Published in the Investor Daily, April 2014 by Miranda Brownlee and Aleks Vickovich

Investors selecting funds charging additional performance fees need to ensure the fee structure of the fund aligns with its investment approach and objectives, according to SQM Research.

A communication issued by the property-focused research house said investors need to examine the underlying strategic thinking behind fund managers charging performance fees in order to determine whether or not such a fee structure is appropriate.

“SQM Research remains unbiased towards the adoption [of a] performance fee,” SQM Research investment analyst Aakriti Chona said in a statement. “However, [SQM Research] believes that the
performance fee measures should be in line with the long-term objective of the fund.”

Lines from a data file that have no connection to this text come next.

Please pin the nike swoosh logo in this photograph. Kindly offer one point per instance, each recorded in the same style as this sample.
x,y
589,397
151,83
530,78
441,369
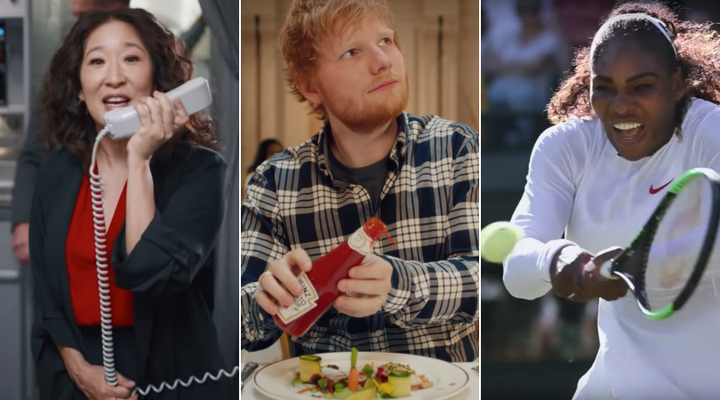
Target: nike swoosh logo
x,y
655,191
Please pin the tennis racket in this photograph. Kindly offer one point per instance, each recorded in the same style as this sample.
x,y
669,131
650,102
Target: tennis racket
x,y
668,259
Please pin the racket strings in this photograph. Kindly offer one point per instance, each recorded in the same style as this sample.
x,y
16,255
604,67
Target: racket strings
x,y
677,239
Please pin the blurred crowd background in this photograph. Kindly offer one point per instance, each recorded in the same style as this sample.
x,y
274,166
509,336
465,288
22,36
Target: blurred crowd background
x,y
541,347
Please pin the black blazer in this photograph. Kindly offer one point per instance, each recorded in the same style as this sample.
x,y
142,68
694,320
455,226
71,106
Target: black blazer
x,y
169,272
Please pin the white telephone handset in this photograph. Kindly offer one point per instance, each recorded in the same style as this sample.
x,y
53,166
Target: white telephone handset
x,y
122,123
194,94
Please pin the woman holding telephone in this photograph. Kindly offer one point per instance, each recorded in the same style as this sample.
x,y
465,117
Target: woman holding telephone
x,y
163,207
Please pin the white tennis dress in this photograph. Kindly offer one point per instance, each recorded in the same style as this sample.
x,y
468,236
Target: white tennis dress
x,y
578,184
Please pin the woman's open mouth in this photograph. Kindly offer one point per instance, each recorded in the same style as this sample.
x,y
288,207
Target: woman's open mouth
x,y
113,102
628,132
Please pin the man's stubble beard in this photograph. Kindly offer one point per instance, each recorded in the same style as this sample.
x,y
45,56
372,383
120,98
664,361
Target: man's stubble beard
x,y
370,116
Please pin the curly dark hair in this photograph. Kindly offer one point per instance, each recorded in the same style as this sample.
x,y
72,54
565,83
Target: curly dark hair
x,y
66,121
698,57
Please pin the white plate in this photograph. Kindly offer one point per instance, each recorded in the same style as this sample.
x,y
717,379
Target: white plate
x,y
273,380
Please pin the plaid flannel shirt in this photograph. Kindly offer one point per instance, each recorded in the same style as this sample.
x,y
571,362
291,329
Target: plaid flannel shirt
x,y
430,203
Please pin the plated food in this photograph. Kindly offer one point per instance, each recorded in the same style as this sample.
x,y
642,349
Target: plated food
x,y
389,380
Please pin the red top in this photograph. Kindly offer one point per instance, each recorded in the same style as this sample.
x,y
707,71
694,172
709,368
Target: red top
x,y
82,270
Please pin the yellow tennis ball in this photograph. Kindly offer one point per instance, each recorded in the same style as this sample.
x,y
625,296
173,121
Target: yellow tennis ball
x,y
497,241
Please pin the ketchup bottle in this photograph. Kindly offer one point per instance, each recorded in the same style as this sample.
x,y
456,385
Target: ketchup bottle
x,y
319,285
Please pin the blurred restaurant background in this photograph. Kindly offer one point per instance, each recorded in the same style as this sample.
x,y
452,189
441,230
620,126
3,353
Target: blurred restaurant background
x,y
533,349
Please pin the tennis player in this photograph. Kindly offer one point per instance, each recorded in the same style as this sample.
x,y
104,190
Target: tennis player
x,y
639,110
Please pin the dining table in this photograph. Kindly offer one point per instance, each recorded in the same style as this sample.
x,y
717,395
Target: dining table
x,y
471,391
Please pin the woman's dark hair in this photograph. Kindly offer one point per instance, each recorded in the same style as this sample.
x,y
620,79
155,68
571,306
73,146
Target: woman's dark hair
x,y
66,121
698,57
261,154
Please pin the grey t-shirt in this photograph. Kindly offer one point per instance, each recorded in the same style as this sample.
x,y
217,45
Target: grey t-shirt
x,y
372,177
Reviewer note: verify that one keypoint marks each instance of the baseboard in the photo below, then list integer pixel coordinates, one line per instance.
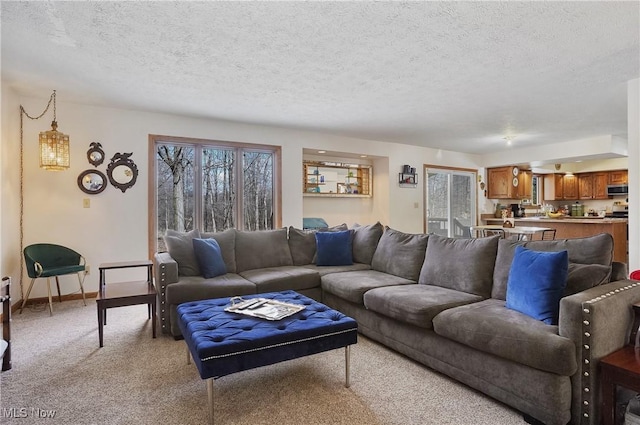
(45, 300)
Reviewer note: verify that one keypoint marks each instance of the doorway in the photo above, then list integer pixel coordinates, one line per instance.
(450, 199)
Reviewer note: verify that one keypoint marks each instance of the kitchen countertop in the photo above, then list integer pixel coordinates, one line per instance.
(567, 220)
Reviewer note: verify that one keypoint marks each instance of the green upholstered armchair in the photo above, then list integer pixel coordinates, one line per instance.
(49, 260)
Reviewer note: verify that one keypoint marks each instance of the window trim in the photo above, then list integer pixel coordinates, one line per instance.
(152, 196)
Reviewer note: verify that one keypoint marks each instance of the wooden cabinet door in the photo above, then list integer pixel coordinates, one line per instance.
(570, 187)
(618, 177)
(558, 180)
(600, 181)
(499, 182)
(525, 181)
(585, 186)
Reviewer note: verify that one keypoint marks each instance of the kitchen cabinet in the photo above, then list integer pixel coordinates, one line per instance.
(585, 186)
(618, 177)
(508, 183)
(525, 184)
(600, 181)
(593, 185)
(560, 187)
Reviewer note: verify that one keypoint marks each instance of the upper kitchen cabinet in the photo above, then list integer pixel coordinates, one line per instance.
(593, 185)
(618, 177)
(561, 187)
(525, 184)
(509, 183)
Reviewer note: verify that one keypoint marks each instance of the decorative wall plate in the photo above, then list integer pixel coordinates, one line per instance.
(95, 155)
(122, 171)
(92, 182)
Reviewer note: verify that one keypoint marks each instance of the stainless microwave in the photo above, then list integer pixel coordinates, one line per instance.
(617, 189)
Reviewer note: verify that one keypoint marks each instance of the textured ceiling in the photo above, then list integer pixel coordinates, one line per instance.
(451, 75)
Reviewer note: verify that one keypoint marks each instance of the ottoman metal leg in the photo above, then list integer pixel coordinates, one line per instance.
(347, 358)
(210, 394)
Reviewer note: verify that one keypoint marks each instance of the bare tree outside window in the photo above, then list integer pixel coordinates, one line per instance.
(258, 191)
(219, 193)
(213, 187)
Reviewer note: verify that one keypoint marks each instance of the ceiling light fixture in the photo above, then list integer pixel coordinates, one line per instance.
(54, 145)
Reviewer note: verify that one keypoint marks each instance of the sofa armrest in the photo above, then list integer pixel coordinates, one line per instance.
(619, 271)
(598, 321)
(166, 274)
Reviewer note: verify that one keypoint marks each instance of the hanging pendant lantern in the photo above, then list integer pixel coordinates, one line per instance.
(54, 149)
(54, 145)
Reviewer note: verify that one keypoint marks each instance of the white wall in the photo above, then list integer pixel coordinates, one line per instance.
(633, 123)
(114, 228)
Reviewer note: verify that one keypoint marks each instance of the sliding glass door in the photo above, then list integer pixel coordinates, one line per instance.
(450, 201)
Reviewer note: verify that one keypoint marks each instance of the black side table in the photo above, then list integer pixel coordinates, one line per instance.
(120, 294)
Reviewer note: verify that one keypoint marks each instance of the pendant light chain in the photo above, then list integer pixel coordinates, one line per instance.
(24, 113)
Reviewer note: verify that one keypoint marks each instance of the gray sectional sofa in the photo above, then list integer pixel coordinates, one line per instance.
(440, 301)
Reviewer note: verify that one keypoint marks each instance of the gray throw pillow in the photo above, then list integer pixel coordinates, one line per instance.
(365, 241)
(400, 254)
(461, 264)
(180, 247)
(227, 242)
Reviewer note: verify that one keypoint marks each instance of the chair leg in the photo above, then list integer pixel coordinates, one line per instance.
(50, 300)
(81, 276)
(58, 286)
(24, 302)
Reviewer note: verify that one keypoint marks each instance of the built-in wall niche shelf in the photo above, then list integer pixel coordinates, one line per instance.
(336, 179)
(408, 179)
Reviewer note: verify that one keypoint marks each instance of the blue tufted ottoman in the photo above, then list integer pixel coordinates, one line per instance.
(222, 343)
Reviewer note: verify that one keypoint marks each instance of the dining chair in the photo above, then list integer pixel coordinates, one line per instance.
(493, 232)
(50, 260)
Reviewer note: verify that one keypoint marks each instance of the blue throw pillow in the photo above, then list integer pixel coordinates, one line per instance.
(536, 283)
(209, 257)
(334, 248)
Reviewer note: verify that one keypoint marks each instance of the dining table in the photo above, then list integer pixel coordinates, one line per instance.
(520, 232)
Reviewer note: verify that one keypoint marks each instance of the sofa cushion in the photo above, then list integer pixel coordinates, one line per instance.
(415, 304)
(400, 254)
(180, 247)
(365, 241)
(334, 248)
(324, 270)
(536, 283)
(590, 253)
(351, 286)
(209, 257)
(260, 249)
(490, 327)
(227, 242)
(194, 288)
(281, 278)
(460, 264)
(302, 245)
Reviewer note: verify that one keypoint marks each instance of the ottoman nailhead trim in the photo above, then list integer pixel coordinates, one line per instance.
(220, 356)
(587, 352)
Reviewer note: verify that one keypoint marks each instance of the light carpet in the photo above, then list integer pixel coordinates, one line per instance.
(134, 379)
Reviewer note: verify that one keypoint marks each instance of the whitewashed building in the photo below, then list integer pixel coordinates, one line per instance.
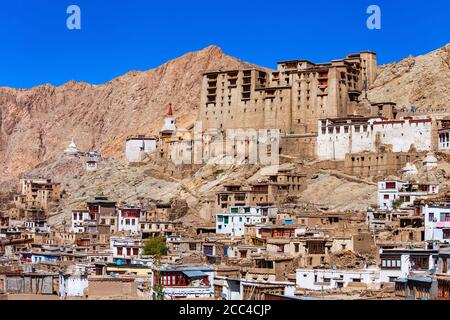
(73, 283)
(402, 263)
(444, 139)
(437, 223)
(137, 147)
(338, 137)
(129, 219)
(392, 190)
(321, 279)
(79, 218)
(233, 223)
(125, 249)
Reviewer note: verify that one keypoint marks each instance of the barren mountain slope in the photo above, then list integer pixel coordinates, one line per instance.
(422, 81)
(37, 124)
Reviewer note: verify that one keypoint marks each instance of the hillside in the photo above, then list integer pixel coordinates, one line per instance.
(422, 81)
(37, 124)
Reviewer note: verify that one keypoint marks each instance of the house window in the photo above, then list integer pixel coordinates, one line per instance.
(419, 262)
(391, 263)
(446, 233)
(390, 185)
(316, 247)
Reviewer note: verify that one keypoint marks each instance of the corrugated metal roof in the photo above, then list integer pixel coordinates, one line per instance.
(194, 273)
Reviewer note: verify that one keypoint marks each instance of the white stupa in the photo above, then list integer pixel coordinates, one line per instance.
(72, 149)
(430, 161)
(409, 169)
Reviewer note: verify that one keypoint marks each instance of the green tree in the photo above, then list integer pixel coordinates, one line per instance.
(155, 247)
(397, 203)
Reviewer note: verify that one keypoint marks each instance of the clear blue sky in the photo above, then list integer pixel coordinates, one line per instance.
(122, 35)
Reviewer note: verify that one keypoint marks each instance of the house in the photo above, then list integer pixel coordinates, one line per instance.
(233, 223)
(403, 263)
(405, 193)
(437, 222)
(416, 288)
(129, 219)
(78, 220)
(185, 282)
(125, 249)
(326, 279)
(73, 282)
(137, 147)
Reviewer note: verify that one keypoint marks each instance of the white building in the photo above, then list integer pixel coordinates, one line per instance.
(125, 249)
(319, 280)
(137, 147)
(185, 282)
(388, 193)
(129, 219)
(79, 217)
(444, 139)
(74, 283)
(430, 161)
(392, 190)
(170, 126)
(402, 263)
(91, 165)
(72, 149)
(437, 223)
(338, 137)
(233, 223)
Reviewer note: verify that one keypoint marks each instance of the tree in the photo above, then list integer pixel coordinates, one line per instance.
(397, 203)
(155, 247)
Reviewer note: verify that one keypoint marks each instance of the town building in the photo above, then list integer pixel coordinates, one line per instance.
(323, 279)
(437, 222)
(233, 223)
(404, 193)
(339, 137)
(403, 263)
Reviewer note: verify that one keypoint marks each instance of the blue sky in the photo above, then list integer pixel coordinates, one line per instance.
(118, 36)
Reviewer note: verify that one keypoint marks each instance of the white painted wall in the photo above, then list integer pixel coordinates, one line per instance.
(332, 145)
(434, 225)
(135, 149)
(305, 278)
(236, 223)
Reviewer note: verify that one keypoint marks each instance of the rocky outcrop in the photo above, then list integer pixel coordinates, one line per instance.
(422, 81)
(37, 124)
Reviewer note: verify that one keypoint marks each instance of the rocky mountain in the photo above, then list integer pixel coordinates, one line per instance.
(37, 124)
(422, 81)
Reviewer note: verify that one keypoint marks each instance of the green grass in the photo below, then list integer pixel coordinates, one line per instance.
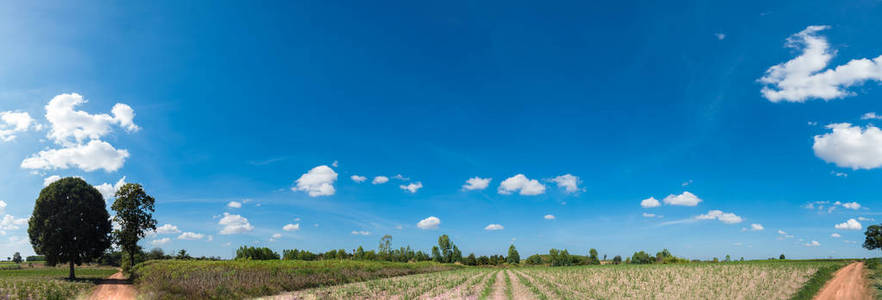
(183, 279)
(49, 282)
(817, 281)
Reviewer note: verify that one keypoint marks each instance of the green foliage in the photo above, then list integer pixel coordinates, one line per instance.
(640, 258)
(255, 253)
(134, 213)
(70, 223)
(193, 279)
(513, 257)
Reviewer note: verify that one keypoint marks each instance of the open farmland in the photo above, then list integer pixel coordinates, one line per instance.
(749, 280)
(49, 282)
(175, 279)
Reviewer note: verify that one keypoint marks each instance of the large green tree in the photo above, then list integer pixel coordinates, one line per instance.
(70, 223)
(874, 238)
(134, 213)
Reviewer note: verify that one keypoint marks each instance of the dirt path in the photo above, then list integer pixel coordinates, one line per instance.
(115, 287)
(847, 283)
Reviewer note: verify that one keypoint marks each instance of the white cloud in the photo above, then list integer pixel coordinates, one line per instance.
(650, 202)
(167, 229)
(871, 116)
(476, 183)
(684, 199)
(522, 184)
(804, 77)
(160, 242)
(429, 223)
(412, 187)
(89, 157)
(317, 182)
(568, 182)
(494, 227)
(70, 126)
(851, 224)
(191, 236)
(291, 227)
(850, 146)
(109, 191)
(234, 224)
(728, 218)
(851, 205)
(380, 180)
(15, 122)
(49, 180)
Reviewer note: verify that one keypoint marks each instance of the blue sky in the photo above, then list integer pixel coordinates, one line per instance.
(209, 104)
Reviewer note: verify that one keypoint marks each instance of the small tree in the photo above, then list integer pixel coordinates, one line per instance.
(70, 223)
(134, 213)
(874, 238)
(513, 257)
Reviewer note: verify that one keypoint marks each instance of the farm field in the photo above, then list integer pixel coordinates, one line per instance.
(49, 282)
(748, 280)
(176, 279)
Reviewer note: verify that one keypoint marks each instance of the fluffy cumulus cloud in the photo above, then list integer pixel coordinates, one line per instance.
(805, 77)
(812, 244)
(429, 223)
(380, 180)
(191, 236)
(567, 182)
(850, 146)
(494, 227)
(650, 202)
(233, 224)
(89, 157)
(521, 184)
(851, 224)
(684, 199)
(108, 191)
(317, 182)
(411, 187)
(728, 218)
(49, 180)
(476, 183)
(160, 242)
(167, 229)
(12, 123)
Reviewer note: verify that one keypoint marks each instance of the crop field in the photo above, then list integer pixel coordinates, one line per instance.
(176, 279)
(48, 282)
(750, 280)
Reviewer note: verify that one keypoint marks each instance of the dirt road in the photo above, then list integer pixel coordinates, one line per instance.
(847, 283)
(115, 287)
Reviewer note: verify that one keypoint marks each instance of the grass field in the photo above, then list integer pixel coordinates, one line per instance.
(175, 279)
(746, 280)
(49, 282)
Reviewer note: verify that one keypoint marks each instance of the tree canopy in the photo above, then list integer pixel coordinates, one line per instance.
(70, 223)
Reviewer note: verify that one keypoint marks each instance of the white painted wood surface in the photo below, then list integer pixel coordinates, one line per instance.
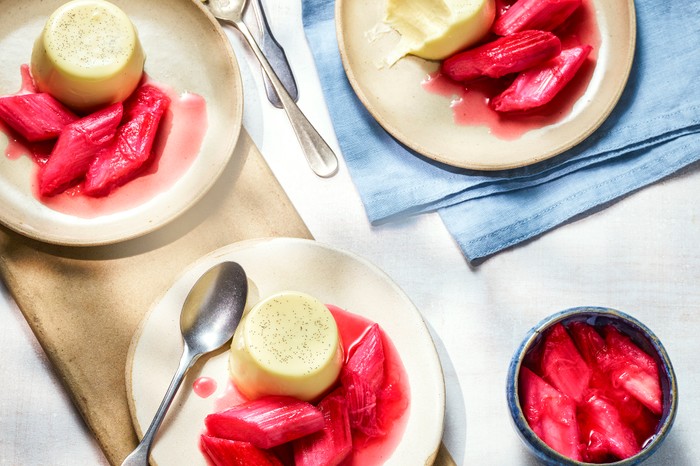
(640, 255)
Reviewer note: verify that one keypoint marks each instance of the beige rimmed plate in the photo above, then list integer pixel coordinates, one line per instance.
(424, 122)
(273, 265)
(186, 51)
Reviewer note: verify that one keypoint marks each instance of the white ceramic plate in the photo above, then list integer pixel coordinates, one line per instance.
(273, 265)
(424, 121)
(186, 51)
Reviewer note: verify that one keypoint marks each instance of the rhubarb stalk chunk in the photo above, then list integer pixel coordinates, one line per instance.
(36, 117)
(505, 55)
(545, 15)
(537, 86)
(266, 422)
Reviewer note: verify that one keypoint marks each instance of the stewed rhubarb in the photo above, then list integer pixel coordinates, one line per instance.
(591, 393)
(505, 55)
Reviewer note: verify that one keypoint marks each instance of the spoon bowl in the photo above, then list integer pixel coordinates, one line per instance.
(318, 153)
(209, 317)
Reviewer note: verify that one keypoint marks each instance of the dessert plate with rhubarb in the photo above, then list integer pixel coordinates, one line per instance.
(487, 84)
(112, 120)
(331, 363)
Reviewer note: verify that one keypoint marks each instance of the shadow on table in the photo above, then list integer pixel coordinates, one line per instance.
(455, 433)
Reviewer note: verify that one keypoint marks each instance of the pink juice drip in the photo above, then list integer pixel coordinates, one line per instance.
(392, 413)
(469, 101)
(180, 136)
(204, 387)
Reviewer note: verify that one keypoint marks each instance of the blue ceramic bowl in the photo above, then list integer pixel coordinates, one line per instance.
(596, 316)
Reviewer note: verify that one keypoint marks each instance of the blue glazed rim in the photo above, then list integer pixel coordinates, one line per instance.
(631, 327)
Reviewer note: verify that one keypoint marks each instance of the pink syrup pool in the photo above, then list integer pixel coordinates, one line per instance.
(469, 101)
(179, 139)
(392, 413)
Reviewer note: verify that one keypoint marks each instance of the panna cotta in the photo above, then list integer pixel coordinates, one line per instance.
(88, 55)
(288, 344)
(436, 29)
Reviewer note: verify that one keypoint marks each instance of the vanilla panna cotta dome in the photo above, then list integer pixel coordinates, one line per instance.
(288, 344)
(88, 55)
(436, 29)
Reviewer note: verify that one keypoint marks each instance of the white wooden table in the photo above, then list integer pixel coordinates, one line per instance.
(640, 255)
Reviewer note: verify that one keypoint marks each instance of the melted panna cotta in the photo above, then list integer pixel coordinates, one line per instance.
(436, 29)
(288, 344)
(88, 55)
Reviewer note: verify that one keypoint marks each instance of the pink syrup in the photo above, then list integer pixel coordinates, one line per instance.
(469, 102)
(204, 387)
(180, 136)
(392, 413)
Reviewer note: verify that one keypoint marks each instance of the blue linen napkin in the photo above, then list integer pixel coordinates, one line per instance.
(651, 133)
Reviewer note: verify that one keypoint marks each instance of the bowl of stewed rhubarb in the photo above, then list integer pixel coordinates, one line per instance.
(592, 385)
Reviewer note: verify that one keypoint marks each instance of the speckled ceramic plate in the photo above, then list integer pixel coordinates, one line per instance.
(186, 51)
(424, 122)
(274, 265)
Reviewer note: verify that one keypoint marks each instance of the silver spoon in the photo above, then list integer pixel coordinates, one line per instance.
(319, 155)
(209, 317)
(276, 56)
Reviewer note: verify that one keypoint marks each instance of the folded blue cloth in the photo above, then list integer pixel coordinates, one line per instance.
(651, 133)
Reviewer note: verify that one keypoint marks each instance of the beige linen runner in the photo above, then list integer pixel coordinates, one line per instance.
(84, 304)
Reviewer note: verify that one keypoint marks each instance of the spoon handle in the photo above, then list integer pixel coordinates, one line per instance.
(319, 155)
(276, 56)
(139, 457)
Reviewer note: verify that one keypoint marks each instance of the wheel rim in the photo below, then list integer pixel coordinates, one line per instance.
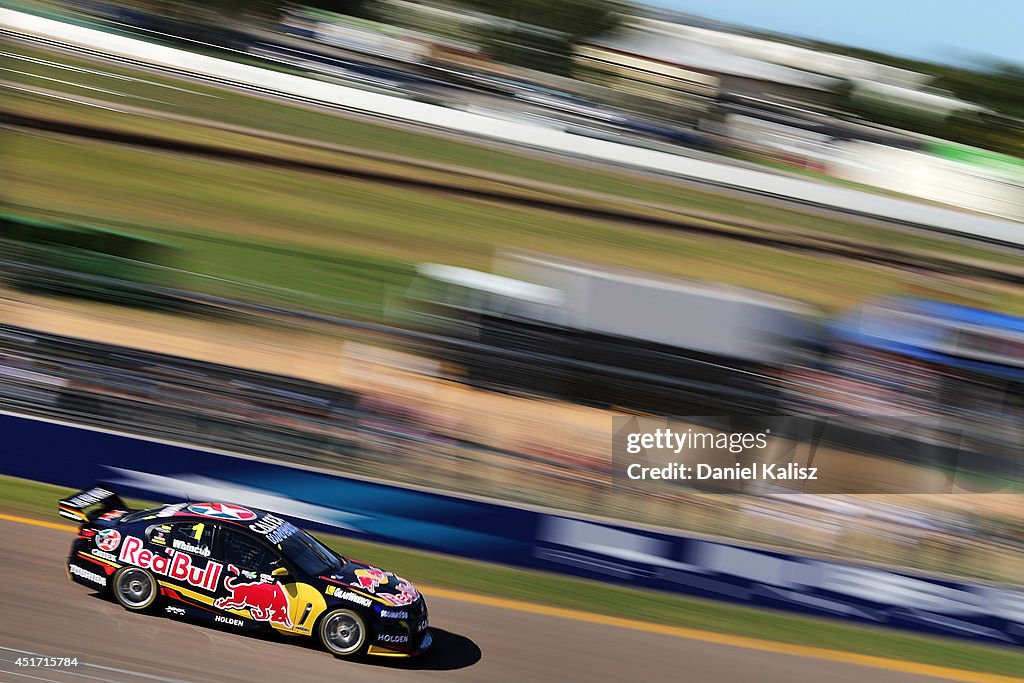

The research house listed a number of factors it recommends investors consider when analysing performance fees, including whether the fund is measured against an appropriate benchmark; whether the fund applies an appropriate “hurdle rate” i.e. the return generated by the fund over its chosen benchmark index; and whether the performance of the fund is subject to a “high water mark” i.e. that the fund must “recover any previous underperformance before being eligible for a performance fee”.

“The ultimate decision rests with the eventual investor,” Ms Chona said. “It is our advice to the investors to be prudent in their approach and measure whether the fees being charged by the fund manager are cognisant with their investment approach and objectives and whether the fee structure is best suited for the investor or the fund manager themselves.”

Speaking to InvestorDaily, Dale Gillham, director of boutique fund manager Wealth Within, said when it comes to performance fee funds it can be difficult for investors to establish what they will be paying so it is important for investors to focus on a few factors.

“You shouldn’t be paying a performance fee on a negative return, regardless of whether it outperforms the index or the benchmark and the fund needs to have a high water mark before they start charging,” Mr Gillham said.

The SQM Research statement said that of the “funds [it is] in the process of rating”, the Resolution Capital Global Property Securities Fund is the “only fund within the global property securities peer group” that charges a performance fee, while in the infrastructure securities market, the Magellan Infrastructure Fund, RARE Infrastructure Value Fund and the RARE Emerging Markets Fund charge performance fees.